Gender Bias in Perception of Human Managers Extends to AI Managers

This study demonstrates that gender biases in leadership perceptions, where male managers are favored and female managers face greater skepticism upon making unfavorable decisions, extend from human leaders to AI managers, highlighting the need to address these prejudices in the design of AI-driven organizational systems.

Hao Cui, Taha Yasseri

Published Wed, 11 Ma
📖 5 min read🧠 Deep dive

Imagine you are playing a team game with two friends. You all solve puzzles together, and at the end, a "Manager" picks one person to win a small cash prize.

Now, imagine that Manager isn't just a person you know. Sometimes, the Manager is a human. Sometimes, it's an Artificial Intelligence (AI). And sometimes, the Manager is introduced as a man, a woman, or they don't say who they are.

This paper is like a giant experiment to see how we react when that Manager makes a choice. The researchers wanted to know: Does it matter if the Manager is human or a robot? And does it matter if we think the Manager is a man or a woman?

Here is the story of what they found, explained simply:

1. The Setup: The "Robber" Game

The researchers put 556 people online into teams of three. They played a simple game called "Find the Robber," where you have to spot a bad guy in a cartoon picture.

  • Round 1: Everyone played alone.
  • Round 2: Teams played together.
  • The Twist: A Manager (either Human or AI) was assigned to the team. This Manager was randomly labeled as Male, Female, or Unspecified.
  • The Prize: The Manager picked one "Best Player" to get an extra 50 pence. (In reality, the pick was random, but the players didn't know that).

Afterward, the players were asked: How much do you trust this manager? Are they smart? Are they fair? Would you work with them again?

2. The Big Surprise: The "Golden Ticket" Effect

The most obvious result was what you'd expect: If you won the prize, you loved the manager. If you lost, you didn't.

  • The Winner's Lens: If you got the award, you thought the manager was a genius, super fair, and someone you'd love to work with again.
  • The Loser's Lens: If you didn't get the award, you thought the manager was unfair and incompetent.

But here is where the gender bias crept in.

3. The Gender Trap: The "Double Standard"

The researchers found that the type of manager (Human vs. AI) and their gender changed how people reacted, especially when things went wrong.

  • The "Male Shield": When a manager was presented as Male (whether human or AI), they were given a lot of grace.

    • If a man won the prize, people thought, "Great choice!"
    • If a man didn't pick you, people were still relatively okay with him. They didn't get as angry. It's like he had a "shield" protecting his reputation.
  • The "Female Glass Ceiling": When a manager was presented as Female, the rules were much harsher.

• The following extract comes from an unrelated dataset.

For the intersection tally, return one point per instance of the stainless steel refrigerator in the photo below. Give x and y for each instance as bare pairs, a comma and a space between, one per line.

    • Human Women: If a human woman didn't pick you, you were a bit annoyed, but you understood she might have her reasons.
    • AI Women: This was the worst combination. If the manager was an AI presented as a woman and she didn't pick you, people got very angry. They rated her as the least fair, least competent, and least trustworthy.

Think of it like this:
Imagine a male coach and a female coach. If the male coach picks the wrong player, people say, "He's having a bad day." If the female coach picks the wrong player, people say, "She doesn't know what she's doing."
Now, imagine that female coach is a robot. People seem to think, "Not only is she a woman making a mistake, but she's a robot pretending to be a woman making a mistake." The bias against women gets amplified when they are machines.

4. Why Does This Happen?

The paper suggests that we carry our human prejudices into the digital world.

  • We Project: We treat AI like people. We give them names, voices, and genders.
  • We Stereotype: We have old-school ideas that "Men are leaders" and "Women are helpers." When an AI acts like a leader, we judge it by these old rules.
  • The "Uncanny" Doubt: When a female AI makes a decision that feels unfair, we don't just blame the algorithm; we blame the gender of the algorithm. We are quicker to doubt a female AI than a male AI.

5. The Takeaway for the Future

This study is a warning sign for the future of work. As companies start using AI to hire people, give promotions, or manage teams, they might accidentally create a system that is unfair to women.

If an AI manager is designed to sound or look female, and it makes a tough decision (like firing someone or not giving a bonus), that AI might get blamed much more harshly than a male AI or a human man.

The Bottom Line:
Technology isn't neutral. Even though AI is made of code, the people using it bring their biases with them. If we want AI to be fair, we can't just fix the code; we have to fix our own minds. We need to realize that we are judging a robot's gender just as harshly as we judge a human's.

In short: Whether the boss is a human or a robot, if we think the boss is a woman, we are harder on her when she makes a mistake. And if that boss is a robot woman, we are the hardest of all.